Mysterious benefactor had a hand in discovering Ben Stokes
England’s Ben Stokes treated millions of fans across the world with a thrilling display of aggressive batting as he raced to 258 on their second test against South Africa. This was the fastest 250 in the history of test matches. Setting the record by facing only 163 deliveries, the Kiwi born English cricketer earned himself a tag of ‘magnificent’ from Ian Botham.
While millions cheered at this record, there is one mysterious well-wisher who must have been at the zenith of satisfaction. John Gibson, Stokes’ first coach said that there was an anonymous benefactor who decided to pay for the cricketer’s private coaching seeing potential in him. Ben was 13 back then and he had just moved with his family from New Zealand.

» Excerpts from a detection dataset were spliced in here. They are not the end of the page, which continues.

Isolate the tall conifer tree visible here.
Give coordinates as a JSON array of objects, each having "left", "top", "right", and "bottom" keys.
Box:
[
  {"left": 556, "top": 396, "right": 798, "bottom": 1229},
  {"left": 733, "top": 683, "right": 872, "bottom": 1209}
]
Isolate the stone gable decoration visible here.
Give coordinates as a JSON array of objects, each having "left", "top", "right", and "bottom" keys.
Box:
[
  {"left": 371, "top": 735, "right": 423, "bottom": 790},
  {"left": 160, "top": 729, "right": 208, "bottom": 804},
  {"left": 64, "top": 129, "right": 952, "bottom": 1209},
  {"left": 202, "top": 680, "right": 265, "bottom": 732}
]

"There was a benefactor, but we have said we are not going to tell anyone." still a coach at the Cockermouth Cricket Club in Cumbria, England, Gibson told The London Telegraph on Sunday. The secret, he admitted, was only known to him and his wife besides the benefactor.
“He (Stokes) had power and potential but he was technically erratic when he first came here,” the cricket coach said. Gibson also added, "He was a bit raw in his first couple of years. He was very powerful, that was obvious, he was very, very strong and he was a natural timer of the cricket ball, but he was erratic in his technique. We ironed that out and he became a lovely player. He loved practising. He would have spent seven days a week playing down at the club if he could. He threw himself into practice. We did some individual sessions through the winter with him.”
Recalling on the first time that he saw his pupil who is now an international star Gibson said, “He had received some coaching in New Zealand, but when he first turned up at the Cockermouth's nets, his bowling was wayward and his batting was powerful but raw.”
The triumph of the old Cockermouth boy provided some much needed limelight to the club. The grounds of the club were submerged due to the recent floods.
Stokes had come to England since his father, who was a rugby coach, had to shift from New Zealand. Ged, Ben’s father had got a job with the nearby Workington. Ben was a talented rugby player but was under no pressure from his family to advance in that sport. Gibson said: "People say, did you think he was going to play for England? No of course I didn't. In a small town you don't get to work with people who go on to represent their country very often. He was the best I have I have ever coached, but was he going to play for England, how would I ever know?" As it turned out, Stokes would become one of those people who represents his country.
Ian Botham called him a match winner after this feat. "We knew he'd got it, and this is the tip of the iceberg. He'll get it wrong once in a while but he is a guy that wins matches, and they don't come along very often," he said.